Hardcore Lanner here. Lans were awesome. Haven't Lanned in years though. I miss it, but the last few Lans were just an exercise in nostalgia. Lans are pretty much dead. Times change. It sucks. Bud Lindemann once said, "We're gonna miss what progress takes from us."
Smart phones, social media make us less human. I read stories all the time about how people are having less sex because they're on their damn phones. I miss the pre smart phone days when people had to be social. In the past few years a lot of people I know met their spouse online. I'm going to one such wedding on Saturday. It's a new twist on the concept of an arranged marriage. Whatever happened to the days of meeting a woman at a bar, striking up a conversation over a cigarette, and getting her phone number?
I was just thinking the other day that people in the 1800s didn't have much in the way of entertainment, but they probably had great friends, great relationships. They knew how to tell story. How to make joke. When to charge in, when to tread softly in conversation. You know everyone in the village and everyone knows you. Reputation. Security. Trust. Social media takes away from actual social skills. I find myself frittered away time on learning useless things or following cheap entertainment. What a poor use of my short life. And Life is, after all, a time management problem. But more on that later.
You can't have a home theater without a home. The push for multi-dwelling units over single family homes is a tectonic threat to home theater. Furthermore, homes are being built at half the rate they were in the early 2000s. There a lot of reasons for this, but supply remains tight. We may not be in a housing bubble. Demand has been exceeding supply for almost seven years now. People believe the next 2008 is around the corner. They believe home values will deflate. They may be wrong.
The middle class is generally not doing as well as it did pre-2008. Home theater is an extravagance. I would bet that the mid 2000s was a great time for home theater. But home prices are way up, and middle class life is increasingly hard to reach. There are many reasons for this.
And to top it off new movies are pretty much awful, humanless drivel. Out of all the new Star Wars movies, only Rogue One was good. The Marvel movies are mostly awful. Perhaps the well has gone dry. Call it the anxiety of influence. China money. Artists not being bored enough in an age of social media to create a human masterpiece. Or all of the above, but the fact is they don't make movies like Goodfellas anymore.

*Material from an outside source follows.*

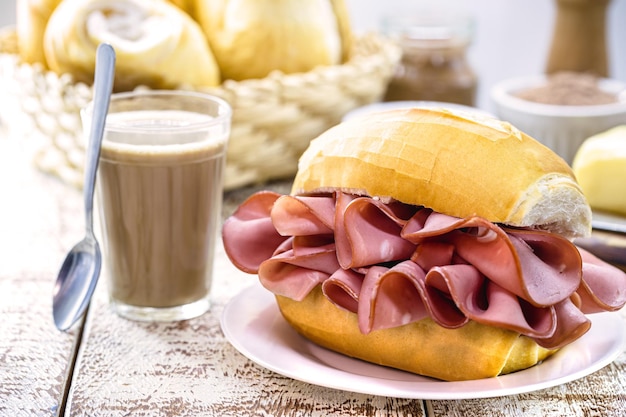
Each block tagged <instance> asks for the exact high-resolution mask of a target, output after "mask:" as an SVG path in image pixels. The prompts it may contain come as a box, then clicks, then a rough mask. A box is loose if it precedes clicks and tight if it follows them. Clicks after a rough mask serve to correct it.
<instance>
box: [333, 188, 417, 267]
mask: <svg viewBox="0 0 626 417" xmlns="http://www.w3.org/2000/svg"><path fill="white" fill-rule="evenodd" d="M342 206H343V204H342ZM343 207H344V209H343V210H341V211H340V210H337V212H336V218H335V232H338V231H339V230H340V233H341V237H342V239H341V241H339V242H337V257H338V259H339V264H340V265H341V267H342V268H344V269H349V268H358V267H362V266H368V265H375V264H378V263H383V262H390V261H397V260H404V259H408V258H409V257H410V256H411V253H413V251H414V250H415V245H414V244H413V243H411V242H409V241H407V240H406V239H403V238H402V237H401V236H400V231H401V230H402V227H403V226H404V223H406V219H402V218H400V217H398V211H399V208H400V207H401V206H399V205H398V206H397V207H396V210H394V207H393V206H390V205H388V204H383V203H382V202H381V201H380V200H375V199H372V198H365V197H359V198H356V199H354V200H351V201H350V202H348V204H346V205H345V206H343ZM403 207H410V206H406V205H404V206H403ZM405 214H406V213H405ZM411 214H412V213H411ZM409 216H410V214H409Z"/></svg>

TV shows, streaming, is where all the money and talent are going. TV shows don't demand a home theater the way Star Wars or Lawrence of Arabia does. Who would go to a movie theater to watch an episode of the Crown? Don't get me wrong, that show was very well done. But it doesn't demand a theater or surround sound.
Which brings me to gaming and the future of home theater. At one time, Creative used to sell sound cards. They sold a ton of Sound blasters and audigys in the 90s and early 2000s. If you didn't have a sound card you were missing out and you knew it. By the mid 2000s Microsoft had had enough of crashes and compatibility problems and they got rid of EAX. Sound cards still exist, but they're a niche product now.

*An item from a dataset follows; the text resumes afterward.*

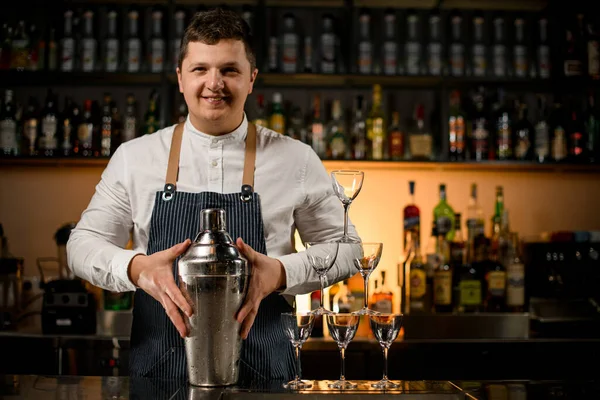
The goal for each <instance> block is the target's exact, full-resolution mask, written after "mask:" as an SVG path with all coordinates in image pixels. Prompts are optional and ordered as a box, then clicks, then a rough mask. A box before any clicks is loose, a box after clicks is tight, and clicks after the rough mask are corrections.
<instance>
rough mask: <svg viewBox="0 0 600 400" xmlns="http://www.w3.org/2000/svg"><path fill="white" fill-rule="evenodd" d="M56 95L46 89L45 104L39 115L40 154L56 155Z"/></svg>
mask: <svg viewBox="0 0 600 400" xmlns="http://www.w3.org/2000/svg"><path fill="white" fill-rule="evenodd" d="M57 103H58V102H57V98H56V95H55V94H54V93H53V92H52V90H50V89H48V93H47V95H46V105H45V108H44V110H43V111H42V115H41V131H40V139H39V146H38V147H39V151H40V155H42V156H44V157H54V156H57V155H58V143H57V141H58V140H57V139H58V120H59V118H58V104H57Z"/></svg>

Atmos/DTSX could be the new EAX, but it's not being marketed well at all. Most games are mixed for 5.1. For pc gamers, pinnacle surround would be a Logitech Z906 which consists of bloated bass and tweeter less speakers. But it's the top choice because of the cost and learning curve.

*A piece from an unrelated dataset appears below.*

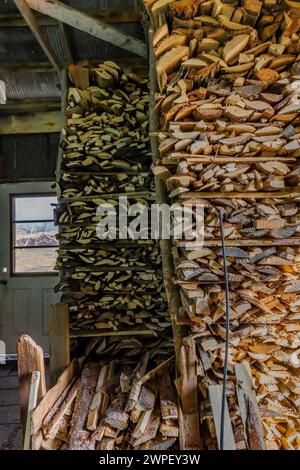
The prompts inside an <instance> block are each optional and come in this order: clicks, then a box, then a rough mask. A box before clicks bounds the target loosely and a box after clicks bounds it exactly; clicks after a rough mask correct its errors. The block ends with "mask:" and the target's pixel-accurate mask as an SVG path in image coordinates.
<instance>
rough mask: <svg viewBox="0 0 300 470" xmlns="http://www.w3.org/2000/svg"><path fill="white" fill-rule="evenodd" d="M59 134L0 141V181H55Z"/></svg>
mask: <svg viewBox="0 0 300 470" xmlns="http://www.w3.org/2000/svg"><path fill="white" fill-rule="evenodd" d="M58 143H59V134H34V135H30V134H26V135H7V136H1V138H0V182H5V181H6V182H7V181H10V182H18V181H28V180H32V179H36V180H40V179H53V180H54V178H55V176H54V173H55V167H56V159H57V152H58Z"/></svg>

What's missing from the industry is package, a kit, that just works. That's accessible to people who know nothing about audio but want Atmos surround.
And Home theater is a pain in the ass. Running cables. Getting all the equipment to talk to each other properly. Fun isn't supposed to be work. But setting up home theater is work. Which brings me back to the question of time management.
Kierkegaard once wrote an essay about how humans rotate their hedonistic pleasures the way a farmer rotates his crops. I prefer to think of as rotating my hobbies; rotating my learning, but life certainly has its seasons, and I'm not even the same person I was just four years ago. I enjoy work more now. I enjoy the challenge. I'm more patient. I'm less fun. Less alive. More adult. I don't even really speed anymore.
A Home theater requires time. It takes a lot research, effort, and most people just want to game or be entertained. The level of impatience in modern society is growing. The most predictive test in psychology that I know of is called the "cookie test". You can Google it and watch some cute videos of kids going crazy over a cookie. To say the least, the ability to delay gratification predicts success. And our new economy's whole purpose is instant gratification.
Also, practically speaking, speakers are incompatible with services like Discord because your microphone will feed your sound into their headset. For epic single player games like Skyrim or Witcher 3, a home theater, atmos adds a lot. But for twitch games like CSGO, it adds nothing.
I believe pc and console gaming is an untapped market for home theater, but they have to market it better, get the gaming studios on board with Atmos, and make a product that's easy to set up for newbs. Perhaps a modular product, but everything under one brand name, product line. Like a Sony Gaming Line that features TVs, receivers, subs, and speakers together in one product line.